My experience, which I find confirmed and enriched by some of the authors I have mentioned, my experience is that contemplative attention, or meditation, or if you don't mind the word, prayer, can make a difference. The difference is not in attempting to persuade the Divine, or to manipulate people. Rather the difference is what happens inside me if I will listen; if I will give attention to the Silence. What happens inside me will, I hope, be manifest in the way I live in society and relate with others.
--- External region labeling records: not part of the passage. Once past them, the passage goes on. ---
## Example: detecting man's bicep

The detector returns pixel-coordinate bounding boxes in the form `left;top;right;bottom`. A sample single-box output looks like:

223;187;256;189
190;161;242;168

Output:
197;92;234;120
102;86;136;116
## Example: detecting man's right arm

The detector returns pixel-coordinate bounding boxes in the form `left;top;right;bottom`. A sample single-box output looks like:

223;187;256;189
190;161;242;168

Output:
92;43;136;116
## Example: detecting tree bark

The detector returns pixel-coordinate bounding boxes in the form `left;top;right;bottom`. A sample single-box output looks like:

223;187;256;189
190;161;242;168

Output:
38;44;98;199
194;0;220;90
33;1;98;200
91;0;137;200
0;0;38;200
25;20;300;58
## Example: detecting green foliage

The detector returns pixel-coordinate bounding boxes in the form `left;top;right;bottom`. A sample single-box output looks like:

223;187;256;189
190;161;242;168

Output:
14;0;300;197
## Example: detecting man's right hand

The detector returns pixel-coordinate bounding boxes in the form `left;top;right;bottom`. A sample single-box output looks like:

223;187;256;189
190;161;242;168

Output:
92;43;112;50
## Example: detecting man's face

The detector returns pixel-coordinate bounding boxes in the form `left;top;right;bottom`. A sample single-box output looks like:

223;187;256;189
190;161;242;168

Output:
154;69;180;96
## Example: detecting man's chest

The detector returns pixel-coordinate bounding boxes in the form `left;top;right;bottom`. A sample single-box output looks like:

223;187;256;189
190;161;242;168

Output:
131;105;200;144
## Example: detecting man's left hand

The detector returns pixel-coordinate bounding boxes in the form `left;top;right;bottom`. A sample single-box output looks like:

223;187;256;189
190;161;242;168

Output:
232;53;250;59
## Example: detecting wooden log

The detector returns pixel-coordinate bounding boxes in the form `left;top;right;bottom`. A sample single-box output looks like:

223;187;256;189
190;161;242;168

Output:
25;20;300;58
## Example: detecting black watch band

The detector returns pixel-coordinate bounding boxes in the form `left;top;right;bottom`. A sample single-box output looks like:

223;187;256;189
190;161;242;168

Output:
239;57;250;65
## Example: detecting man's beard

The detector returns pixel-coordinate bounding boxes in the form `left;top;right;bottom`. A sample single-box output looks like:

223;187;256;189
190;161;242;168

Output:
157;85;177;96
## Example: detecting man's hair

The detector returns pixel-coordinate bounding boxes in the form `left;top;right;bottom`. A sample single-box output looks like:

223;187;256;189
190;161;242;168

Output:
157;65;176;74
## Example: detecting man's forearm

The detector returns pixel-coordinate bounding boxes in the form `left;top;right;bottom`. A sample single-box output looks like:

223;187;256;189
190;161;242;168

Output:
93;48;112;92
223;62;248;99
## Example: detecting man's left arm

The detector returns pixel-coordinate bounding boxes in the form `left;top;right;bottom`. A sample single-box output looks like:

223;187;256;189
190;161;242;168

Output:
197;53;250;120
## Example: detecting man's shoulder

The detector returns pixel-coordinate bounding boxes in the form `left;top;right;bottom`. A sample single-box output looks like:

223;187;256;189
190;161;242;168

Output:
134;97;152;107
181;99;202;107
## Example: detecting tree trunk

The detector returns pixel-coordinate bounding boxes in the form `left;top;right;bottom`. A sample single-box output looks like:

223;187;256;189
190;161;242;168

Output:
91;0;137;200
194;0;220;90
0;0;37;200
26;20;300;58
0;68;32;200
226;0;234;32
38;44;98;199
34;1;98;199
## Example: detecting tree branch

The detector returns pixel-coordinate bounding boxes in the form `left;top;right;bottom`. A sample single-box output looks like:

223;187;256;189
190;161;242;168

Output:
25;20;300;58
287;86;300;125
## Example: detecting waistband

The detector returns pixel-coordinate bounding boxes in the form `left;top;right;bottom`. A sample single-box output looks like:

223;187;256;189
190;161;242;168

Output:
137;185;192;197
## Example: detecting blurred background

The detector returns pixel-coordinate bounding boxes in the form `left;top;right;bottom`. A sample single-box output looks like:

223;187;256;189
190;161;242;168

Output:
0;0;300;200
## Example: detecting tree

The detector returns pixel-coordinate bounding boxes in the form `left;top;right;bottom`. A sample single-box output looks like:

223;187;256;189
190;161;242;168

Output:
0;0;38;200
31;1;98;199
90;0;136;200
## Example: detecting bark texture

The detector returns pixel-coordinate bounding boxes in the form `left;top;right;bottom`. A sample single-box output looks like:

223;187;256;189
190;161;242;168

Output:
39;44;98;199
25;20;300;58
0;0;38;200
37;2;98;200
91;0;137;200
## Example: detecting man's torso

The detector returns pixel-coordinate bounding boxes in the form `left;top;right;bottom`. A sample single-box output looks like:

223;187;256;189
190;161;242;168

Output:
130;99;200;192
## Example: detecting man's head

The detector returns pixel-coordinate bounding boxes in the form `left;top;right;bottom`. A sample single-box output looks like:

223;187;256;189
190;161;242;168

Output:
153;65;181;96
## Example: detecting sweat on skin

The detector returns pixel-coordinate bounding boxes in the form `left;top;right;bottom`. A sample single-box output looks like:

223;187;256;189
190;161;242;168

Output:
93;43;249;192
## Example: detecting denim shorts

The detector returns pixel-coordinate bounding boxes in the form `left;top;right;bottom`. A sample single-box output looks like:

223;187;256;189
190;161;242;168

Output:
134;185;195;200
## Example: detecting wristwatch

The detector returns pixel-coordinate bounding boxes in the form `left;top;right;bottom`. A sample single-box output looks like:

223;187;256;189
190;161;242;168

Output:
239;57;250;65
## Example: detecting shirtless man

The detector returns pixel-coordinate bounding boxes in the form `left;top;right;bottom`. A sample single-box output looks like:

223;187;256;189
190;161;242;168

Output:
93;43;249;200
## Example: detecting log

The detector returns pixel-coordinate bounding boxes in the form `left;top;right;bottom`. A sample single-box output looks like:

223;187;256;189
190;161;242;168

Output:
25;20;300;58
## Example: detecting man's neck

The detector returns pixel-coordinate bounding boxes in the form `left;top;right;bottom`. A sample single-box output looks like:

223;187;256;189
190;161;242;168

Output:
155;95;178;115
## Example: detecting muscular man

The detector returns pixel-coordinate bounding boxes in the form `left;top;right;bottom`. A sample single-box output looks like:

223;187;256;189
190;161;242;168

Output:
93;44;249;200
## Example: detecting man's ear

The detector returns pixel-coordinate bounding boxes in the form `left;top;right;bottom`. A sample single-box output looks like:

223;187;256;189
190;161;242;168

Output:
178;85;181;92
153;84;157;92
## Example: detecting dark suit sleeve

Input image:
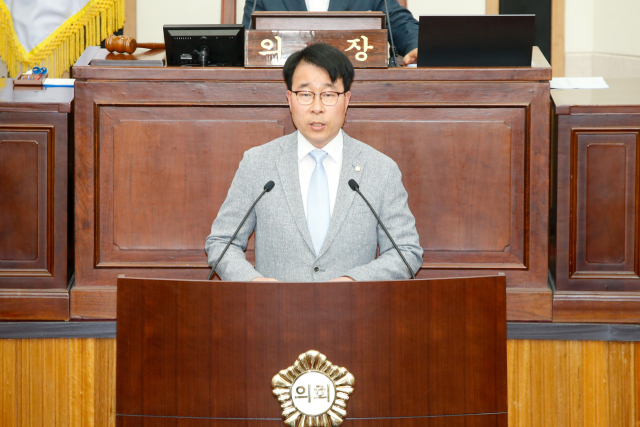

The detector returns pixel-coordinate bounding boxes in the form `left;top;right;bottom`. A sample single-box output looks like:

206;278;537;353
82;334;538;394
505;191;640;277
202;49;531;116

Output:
376;0;418;56
242;0;266;30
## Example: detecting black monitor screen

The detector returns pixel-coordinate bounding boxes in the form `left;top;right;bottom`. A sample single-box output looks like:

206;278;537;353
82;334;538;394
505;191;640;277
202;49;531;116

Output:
164;24;244;67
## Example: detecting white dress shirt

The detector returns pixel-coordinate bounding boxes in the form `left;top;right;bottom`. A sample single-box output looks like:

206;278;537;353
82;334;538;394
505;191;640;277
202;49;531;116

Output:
298;130;344;217
304;0;330;12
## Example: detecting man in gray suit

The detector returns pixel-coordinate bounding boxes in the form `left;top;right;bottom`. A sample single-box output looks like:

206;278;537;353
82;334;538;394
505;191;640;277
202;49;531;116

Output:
242;0;418;64
205;44;423;282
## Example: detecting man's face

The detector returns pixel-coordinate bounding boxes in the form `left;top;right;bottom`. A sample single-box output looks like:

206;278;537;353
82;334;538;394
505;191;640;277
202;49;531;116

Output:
287;62;351;148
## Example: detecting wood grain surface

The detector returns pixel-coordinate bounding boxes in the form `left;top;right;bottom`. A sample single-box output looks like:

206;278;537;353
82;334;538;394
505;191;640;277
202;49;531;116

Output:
0;79;73;320
244;30;389;68
551;79;640;298
116;275;507;425
71;52;552;321
0;338;640;427
251;11;386;31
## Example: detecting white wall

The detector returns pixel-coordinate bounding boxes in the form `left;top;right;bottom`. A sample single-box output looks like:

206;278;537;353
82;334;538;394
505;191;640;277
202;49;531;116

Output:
593;0;640;57
137;0;486;31
565;0;640;78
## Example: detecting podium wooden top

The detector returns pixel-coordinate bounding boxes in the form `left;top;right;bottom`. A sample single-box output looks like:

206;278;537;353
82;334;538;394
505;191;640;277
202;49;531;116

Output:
73;46;551;82
251;11;386;31
551;78;640;115
0;79;73;113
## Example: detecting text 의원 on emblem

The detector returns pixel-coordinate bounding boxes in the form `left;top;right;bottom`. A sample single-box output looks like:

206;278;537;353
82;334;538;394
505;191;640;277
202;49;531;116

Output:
271;350;355;427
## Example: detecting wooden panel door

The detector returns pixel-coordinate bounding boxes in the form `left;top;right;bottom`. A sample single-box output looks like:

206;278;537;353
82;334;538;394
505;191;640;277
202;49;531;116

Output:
555;115;640;292
0;111;73;320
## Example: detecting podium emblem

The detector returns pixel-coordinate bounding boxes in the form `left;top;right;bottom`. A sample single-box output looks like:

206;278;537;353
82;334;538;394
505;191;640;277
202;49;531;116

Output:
271;350;355;427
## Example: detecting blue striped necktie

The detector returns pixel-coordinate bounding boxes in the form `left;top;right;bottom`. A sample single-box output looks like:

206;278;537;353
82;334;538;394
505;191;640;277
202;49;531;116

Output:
307;150;331;255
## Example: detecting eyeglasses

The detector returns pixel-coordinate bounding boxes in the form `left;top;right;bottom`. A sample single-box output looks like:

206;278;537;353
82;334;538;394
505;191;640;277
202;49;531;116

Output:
291;90;344;107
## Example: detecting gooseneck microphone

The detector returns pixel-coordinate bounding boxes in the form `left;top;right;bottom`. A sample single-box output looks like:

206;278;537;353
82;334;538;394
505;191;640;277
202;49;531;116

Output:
382;0;398;67
207;181;276;280
349;179;416;279
247;0;258;30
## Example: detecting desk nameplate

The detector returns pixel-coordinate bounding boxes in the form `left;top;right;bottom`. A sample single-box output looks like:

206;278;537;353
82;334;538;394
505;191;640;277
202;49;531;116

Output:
244;30;389;68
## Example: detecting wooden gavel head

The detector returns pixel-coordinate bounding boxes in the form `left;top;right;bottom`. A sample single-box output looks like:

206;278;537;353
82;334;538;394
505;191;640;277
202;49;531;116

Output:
104;34;138;54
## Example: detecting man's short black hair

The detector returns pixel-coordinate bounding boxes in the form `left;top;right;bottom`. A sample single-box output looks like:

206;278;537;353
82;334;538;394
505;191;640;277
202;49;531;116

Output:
282;43;354;92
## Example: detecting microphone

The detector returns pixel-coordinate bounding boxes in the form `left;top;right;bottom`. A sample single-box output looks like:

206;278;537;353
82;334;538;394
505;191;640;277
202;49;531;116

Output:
248;0;260;30
382;0;398;67
207;181;276;280
349;179;416;279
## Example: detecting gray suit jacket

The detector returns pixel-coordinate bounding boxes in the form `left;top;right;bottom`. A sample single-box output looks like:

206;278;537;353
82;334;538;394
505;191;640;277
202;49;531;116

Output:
205;132;423;282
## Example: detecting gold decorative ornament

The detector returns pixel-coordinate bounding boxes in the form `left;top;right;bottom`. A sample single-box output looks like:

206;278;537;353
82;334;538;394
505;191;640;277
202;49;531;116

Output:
271;350;355;427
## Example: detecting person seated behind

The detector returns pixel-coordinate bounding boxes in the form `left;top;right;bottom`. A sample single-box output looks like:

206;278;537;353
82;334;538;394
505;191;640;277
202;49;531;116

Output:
205;44;423;282
242;0;418;65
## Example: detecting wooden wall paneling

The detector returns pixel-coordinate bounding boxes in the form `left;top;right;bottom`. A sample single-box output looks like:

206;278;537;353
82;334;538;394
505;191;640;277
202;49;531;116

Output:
0;340;19;427
68;338;96;427
0;338;640;427
94;339;116;426
607;342;637;426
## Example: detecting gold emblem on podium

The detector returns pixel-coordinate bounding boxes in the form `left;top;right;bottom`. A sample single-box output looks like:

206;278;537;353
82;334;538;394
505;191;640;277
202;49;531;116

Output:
271;350;355;427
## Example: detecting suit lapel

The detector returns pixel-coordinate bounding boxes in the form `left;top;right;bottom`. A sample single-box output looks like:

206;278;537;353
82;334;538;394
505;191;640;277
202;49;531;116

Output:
284;0;307;12
318;132;362;257
276;132;315;253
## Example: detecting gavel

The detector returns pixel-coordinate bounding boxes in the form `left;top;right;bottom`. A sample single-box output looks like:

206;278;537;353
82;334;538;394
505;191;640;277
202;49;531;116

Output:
104;34;164;54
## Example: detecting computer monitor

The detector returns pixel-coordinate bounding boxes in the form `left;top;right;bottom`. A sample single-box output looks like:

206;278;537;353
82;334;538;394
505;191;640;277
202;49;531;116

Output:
163;24;244;67
418;15;535;67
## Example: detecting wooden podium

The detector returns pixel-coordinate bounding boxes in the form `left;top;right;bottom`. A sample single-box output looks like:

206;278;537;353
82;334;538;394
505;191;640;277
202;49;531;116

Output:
116;275;507;427
71;46;552;320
In her book, "Leaving Room for Hope," your excellent Minister, Rev. Judith Meyer, has a sermon entitled, "Why I Pray." It is worth your attention. Judith writes:

"Prayer is primitive and fundamental. It is the naked recognition of who we are and what we want. Prayer is speaking the truth to ourselves, not always an easy thing to do. We express ourselves in our most vulnerable state. Perhaps that is why people have sent their prayers to heaven: far away, safely out of reach. But what we need is what can reach us: to sense the spirit within, and know the truth of ourselves. The truth is what can reach us. Prayer is letting it find us." (Judith E. Meyer, "Leaving Room for Hope," p. 17)

My experience, enriched by many sources, including Judith Meyer, is that when I take time to listen to the silence, my life and work go better. While I know the danger of generalizing from the specific, I dare suggest that my experience is not unique. Listen . . . listen to the silence. Shalom, Salaam, Blessed Be, and Amen.